Pour préparer de l’eau argileuse, il vous suffit de mettre dans un verre une cuillère à café d’argile surfine en poudre et d’y ajouter une eau pure de source. Mélangez avec une cuillère en bois ou plastique, mais pas de métal. Laissez reposer plusieurs heures, au soleil si cela est possible. Il ne vous reste plus qu’a boire l’eau après quelques heures, en laissant le dépôt argileux au fond. Lorsque vous vous êtes habituée, après quelques jours( pour éviter la constipation), vous pouvez boire le lait d’argile, c’est à dire remuer l’eau et l’argile dans le verre et tout boire.  Vous pouvez boire cela soit au lever, soit au coucher, soit avant les repas ( 30 minutes avant, et à distances de toute prise de médicaments ou compléments alimentaires).

En externe

Pour faire un cataplasme, placez dans un récipient ( pas de métal surtout) l’argile concassée à écraser avec de l’eau de source et laissez reposer afin d’obtenir une substance assez ferme. Il ne vous reste alors qu’à placer sur un linge votre pâte et le placer sur la zone à traiter, comme un petit bandage, à laisser agir de quelques minutes à quelques heures selon ce que l’on recherche.

Par exemple pour revitaliser un organe en profondeur comme le foie, on pourra chauffer au préalable notre cataplasme au soleil ou prèt d’une source de chaleur ( pas de micro-onde!) et le laisser poser plusieurs heures.  En revanche, si le cataplasme est pour  une inflammation, il faudra le poser frais.
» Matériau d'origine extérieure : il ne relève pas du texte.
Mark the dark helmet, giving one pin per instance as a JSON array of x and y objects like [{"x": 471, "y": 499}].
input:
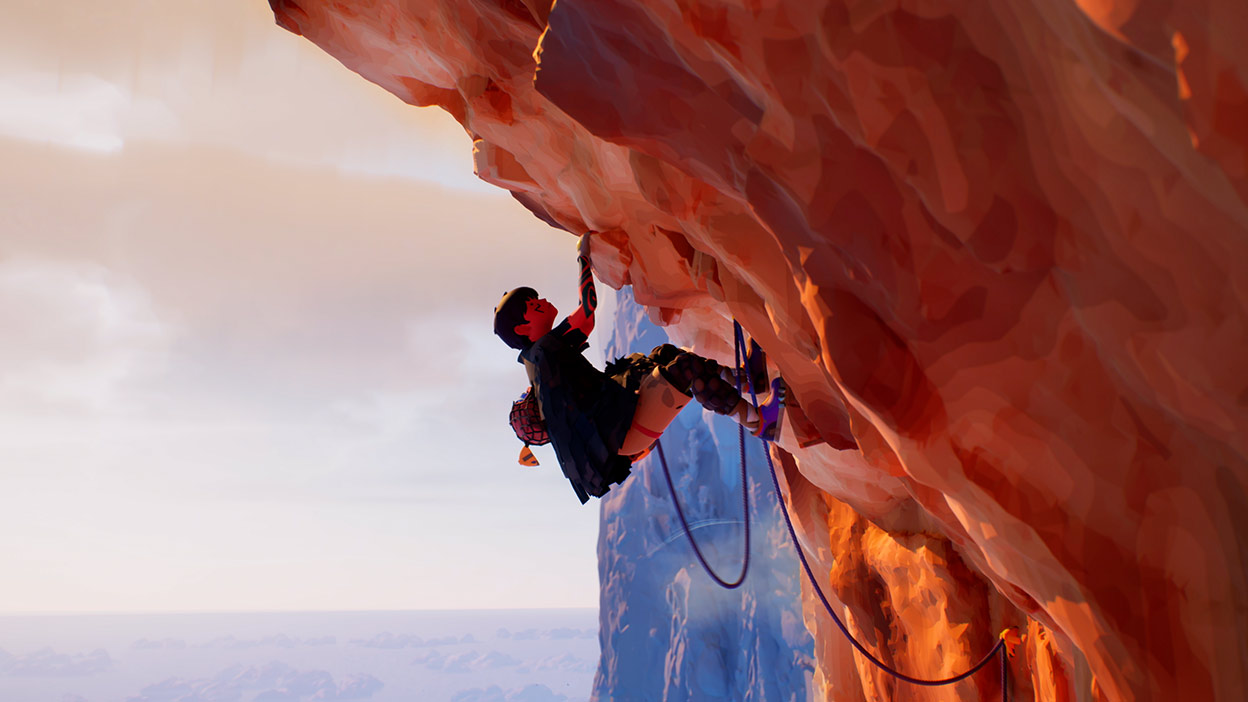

Une fois terminer, retirer délicatement et rincez votre peau à l’eau tiède. Jetez votre cataplasme, ce dernier étant plein de toxines, on ne le réutilise jamais.

 

L’argile est utile pour énormément de maux, et selon ce que l’on recherche certaines argiles seront plus appropriées que d’autres. Dans les grandes lignes on notera que les attapulgites sont idéales pour les pansements gastriques et les colliques, que les illites, sont parfaites en cataplasmes car sont plus absorbantes et collent plus à la peau, les kaolinites sont recommandées pour les fermentations intestinales, les bentonites aussi appelées montmorillonites qui favorisent la pénétrations des principes actifs et sont très puissantes. Chaque problématique aura alors une argile plus adaptée et diverses recettes possibles, certaines pouvant même être additionnées d’huiles essentielles ( attention toutefois aux précautions d’emploi sur ces dernières).

Pour l’heure, avec le confinement, si vous êtes sujet aux migraines et aux maux de tête, voici ce que vous pouvez faire:

Avec de l’illite ou de la montmorillonite, vous pouvez faire des cataplasmes comme indiqués ci-dessus à appliquer frais sur le front et la nuque et à changer dès qu’ils se réchauffent. En parallèle, vous pouvez vous préparez des tisanes de reine des près.

Ces conseils sont donnés à titre informatif et ne remplacent évidemment pas un avis médical. En cas de doutes , demander l’avis de votre médecin.

 

C’est le moment de prendre du vrai temps pour soi, de ralentir et de trouver du réconfort dans des choses simples et saines, qui en plus vous rendront en meilleure forme et exalteront votre beauté.